Please what? the teacher thinks. Please break the law? Please put myself and the school at risk? But, no, that’s not it at all. What he’s really saying is: Please be a human being. With a life so full of rules and regiments, it’s so easy to forget that’s what they are. She knows—she sees—how often compassion takes a back seat to expediency.
There’s nothing keeping them tied to this baby anymore. They could stork it again first thing in the morning [...] And yet the thought makes Connor uncomfortable. They don’t owe this baby anything. It’s theirs by stupidity, not biology. He doesn’t want it, but he can’t stand the thought of someone getting the baby who wants it even less than he does.

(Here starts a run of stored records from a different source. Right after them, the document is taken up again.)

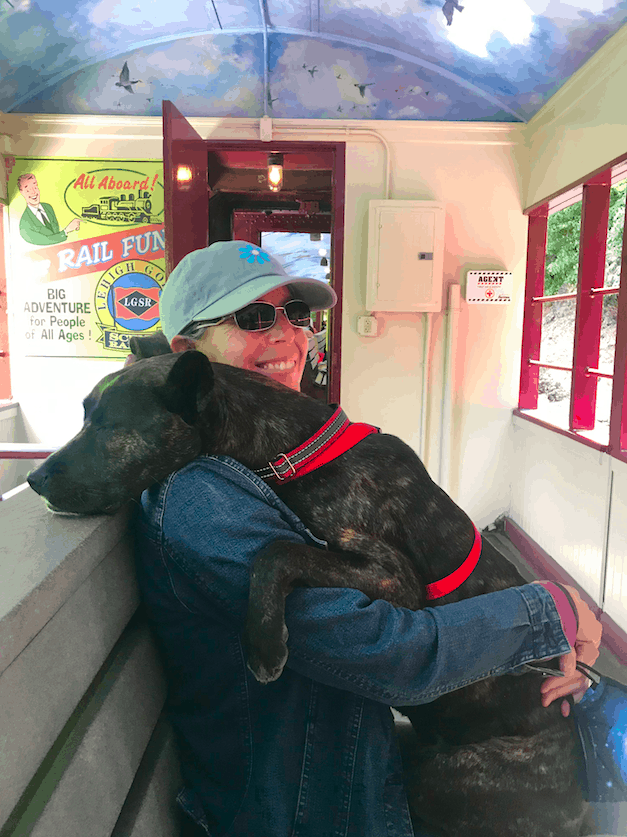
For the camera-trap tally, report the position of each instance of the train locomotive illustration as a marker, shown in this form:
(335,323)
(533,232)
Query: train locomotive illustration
(124,208)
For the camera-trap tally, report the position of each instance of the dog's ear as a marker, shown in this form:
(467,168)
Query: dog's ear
(150,345)
(188,386)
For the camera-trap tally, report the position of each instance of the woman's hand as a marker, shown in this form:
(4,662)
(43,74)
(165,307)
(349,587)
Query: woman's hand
(586,650)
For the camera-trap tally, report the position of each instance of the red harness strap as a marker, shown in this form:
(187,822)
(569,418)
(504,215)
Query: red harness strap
(332,440)
(451,582)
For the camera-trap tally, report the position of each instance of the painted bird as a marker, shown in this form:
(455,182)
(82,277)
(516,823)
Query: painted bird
(125,79)
(448,8)
(362,88)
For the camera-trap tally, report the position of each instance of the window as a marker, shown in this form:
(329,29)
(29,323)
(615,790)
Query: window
(574,351)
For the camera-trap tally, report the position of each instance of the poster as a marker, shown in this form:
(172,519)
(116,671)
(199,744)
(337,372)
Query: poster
(86,242)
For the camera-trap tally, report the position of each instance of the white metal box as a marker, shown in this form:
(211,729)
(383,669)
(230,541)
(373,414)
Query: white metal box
(405,256)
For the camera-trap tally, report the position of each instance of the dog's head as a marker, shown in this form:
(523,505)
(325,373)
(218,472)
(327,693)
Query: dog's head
(140,425)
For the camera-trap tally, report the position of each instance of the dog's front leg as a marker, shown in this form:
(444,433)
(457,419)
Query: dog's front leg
(284,565)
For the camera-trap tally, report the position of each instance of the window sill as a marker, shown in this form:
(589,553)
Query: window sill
(588,439)
(6,406)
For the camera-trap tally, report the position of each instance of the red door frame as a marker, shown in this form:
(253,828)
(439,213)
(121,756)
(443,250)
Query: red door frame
(187,205)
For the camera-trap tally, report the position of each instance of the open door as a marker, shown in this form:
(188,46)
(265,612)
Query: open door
(185,175)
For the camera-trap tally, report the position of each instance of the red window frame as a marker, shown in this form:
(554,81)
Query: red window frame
(594,191)
(5,376)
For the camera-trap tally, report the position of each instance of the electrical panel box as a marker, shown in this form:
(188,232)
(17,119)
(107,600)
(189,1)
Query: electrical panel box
(405,256)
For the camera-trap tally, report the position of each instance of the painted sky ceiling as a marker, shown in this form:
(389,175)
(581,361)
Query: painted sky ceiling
(456,60)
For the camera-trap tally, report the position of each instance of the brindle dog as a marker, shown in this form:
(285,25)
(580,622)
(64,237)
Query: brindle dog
(491,761)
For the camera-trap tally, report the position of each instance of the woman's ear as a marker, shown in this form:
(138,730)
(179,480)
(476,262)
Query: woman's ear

The fighter in him screams foul, but another side of him, a side that’s growing steadily stronger, enjoys this exercise of silent power—and it is power, because Roland now behaves exactly the way he and Risa want him to.
The days begin to pass quickly, and before she realizes it, she’s been there a month. Each day that goes by adds to her sense of security. The Admiral was an odd bird, but he’d done something no one else had been able to do for her since she’d left StaHo. He’d given her back her right to exist.

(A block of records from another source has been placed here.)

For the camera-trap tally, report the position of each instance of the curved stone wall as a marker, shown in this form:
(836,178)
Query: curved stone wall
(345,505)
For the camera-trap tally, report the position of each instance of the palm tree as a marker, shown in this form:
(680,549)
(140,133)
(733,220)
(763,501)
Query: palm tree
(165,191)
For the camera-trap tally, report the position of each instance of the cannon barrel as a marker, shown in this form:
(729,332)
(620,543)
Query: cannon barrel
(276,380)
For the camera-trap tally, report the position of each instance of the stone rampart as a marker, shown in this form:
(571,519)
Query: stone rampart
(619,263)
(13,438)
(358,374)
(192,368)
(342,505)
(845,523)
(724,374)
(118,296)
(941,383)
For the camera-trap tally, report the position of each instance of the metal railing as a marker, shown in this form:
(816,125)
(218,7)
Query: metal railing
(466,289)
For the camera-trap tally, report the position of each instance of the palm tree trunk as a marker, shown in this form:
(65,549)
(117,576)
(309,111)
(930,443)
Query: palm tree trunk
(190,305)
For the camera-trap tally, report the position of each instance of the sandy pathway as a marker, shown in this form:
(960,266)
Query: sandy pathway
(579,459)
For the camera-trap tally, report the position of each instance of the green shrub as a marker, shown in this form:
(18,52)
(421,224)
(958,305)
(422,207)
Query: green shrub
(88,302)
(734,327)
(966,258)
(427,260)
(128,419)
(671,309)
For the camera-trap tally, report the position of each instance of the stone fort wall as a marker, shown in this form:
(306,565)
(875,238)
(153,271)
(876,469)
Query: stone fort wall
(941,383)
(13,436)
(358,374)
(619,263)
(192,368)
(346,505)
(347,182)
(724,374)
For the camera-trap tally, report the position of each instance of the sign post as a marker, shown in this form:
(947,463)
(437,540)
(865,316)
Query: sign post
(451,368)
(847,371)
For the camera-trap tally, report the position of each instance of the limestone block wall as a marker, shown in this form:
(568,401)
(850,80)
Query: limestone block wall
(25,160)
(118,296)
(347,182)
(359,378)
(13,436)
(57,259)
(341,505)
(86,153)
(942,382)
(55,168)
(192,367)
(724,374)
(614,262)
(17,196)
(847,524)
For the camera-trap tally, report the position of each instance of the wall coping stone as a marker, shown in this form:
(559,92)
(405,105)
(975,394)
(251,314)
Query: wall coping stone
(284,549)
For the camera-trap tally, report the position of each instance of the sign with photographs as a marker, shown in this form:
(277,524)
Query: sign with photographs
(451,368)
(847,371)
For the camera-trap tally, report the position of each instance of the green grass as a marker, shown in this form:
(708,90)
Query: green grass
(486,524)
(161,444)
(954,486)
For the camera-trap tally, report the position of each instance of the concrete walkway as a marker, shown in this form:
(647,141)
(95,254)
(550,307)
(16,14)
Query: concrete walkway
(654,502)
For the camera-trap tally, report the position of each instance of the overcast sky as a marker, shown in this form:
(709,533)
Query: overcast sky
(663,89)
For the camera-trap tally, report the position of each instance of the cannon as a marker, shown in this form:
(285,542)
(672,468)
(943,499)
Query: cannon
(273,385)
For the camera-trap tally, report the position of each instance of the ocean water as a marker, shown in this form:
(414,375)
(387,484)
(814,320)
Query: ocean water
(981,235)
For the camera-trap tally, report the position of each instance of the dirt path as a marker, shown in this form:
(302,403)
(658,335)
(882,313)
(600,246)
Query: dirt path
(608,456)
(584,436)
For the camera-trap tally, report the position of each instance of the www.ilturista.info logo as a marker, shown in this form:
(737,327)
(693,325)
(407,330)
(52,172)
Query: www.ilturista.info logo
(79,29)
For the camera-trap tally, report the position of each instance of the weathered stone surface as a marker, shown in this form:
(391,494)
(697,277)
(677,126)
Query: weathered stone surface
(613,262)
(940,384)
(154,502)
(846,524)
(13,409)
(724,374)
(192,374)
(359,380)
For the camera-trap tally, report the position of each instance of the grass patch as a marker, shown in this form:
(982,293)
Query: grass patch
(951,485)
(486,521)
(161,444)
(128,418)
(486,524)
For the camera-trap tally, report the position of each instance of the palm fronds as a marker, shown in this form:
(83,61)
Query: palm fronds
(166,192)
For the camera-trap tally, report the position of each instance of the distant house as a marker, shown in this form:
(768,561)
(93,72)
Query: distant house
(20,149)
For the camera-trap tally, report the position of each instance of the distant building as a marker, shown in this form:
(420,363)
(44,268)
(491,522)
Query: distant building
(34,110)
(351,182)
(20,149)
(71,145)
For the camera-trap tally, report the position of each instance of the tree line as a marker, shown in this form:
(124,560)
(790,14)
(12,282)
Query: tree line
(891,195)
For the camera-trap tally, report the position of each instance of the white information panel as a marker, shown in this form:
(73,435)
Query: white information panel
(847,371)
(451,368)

In her mind’s eye she always pictured harvest camps as human cattle stockades: dead-eyed crowds of malnourished kids in small gray cells—a nightmare of dehumanization. Yet somehow this picturesque nightmare is worse. Just as the airplane graveyard was Heaven disguised as Hell, harvest camp is Hell masquerading as Heaven.
“What do you do with the club feet, and the deaf ears? Do you use those in transplants?”
“You don’t have either of those, do you?”
“No—but I do have an appendix. What happens to that?”
“Well,” says the counselor with near infinite patience, “a deaf ear is better than no ear at all, and sometimes it’s all people can afford. And as for your appendix, nobody really needs that anyway.”
“How can you do this?” she asks during one of their breaks. “How can you watch them day after day, going in and never coming out?”
“You get used to it,” the drummer tells her, taking a swig of water. “You’ll see.”
“I won’t! I can’t!” She thinks about Connor. He doesn’t have this same reprieve from unwinding. He doesn’t stand a chance. “I can’t be an accomplice to what they’re doing!”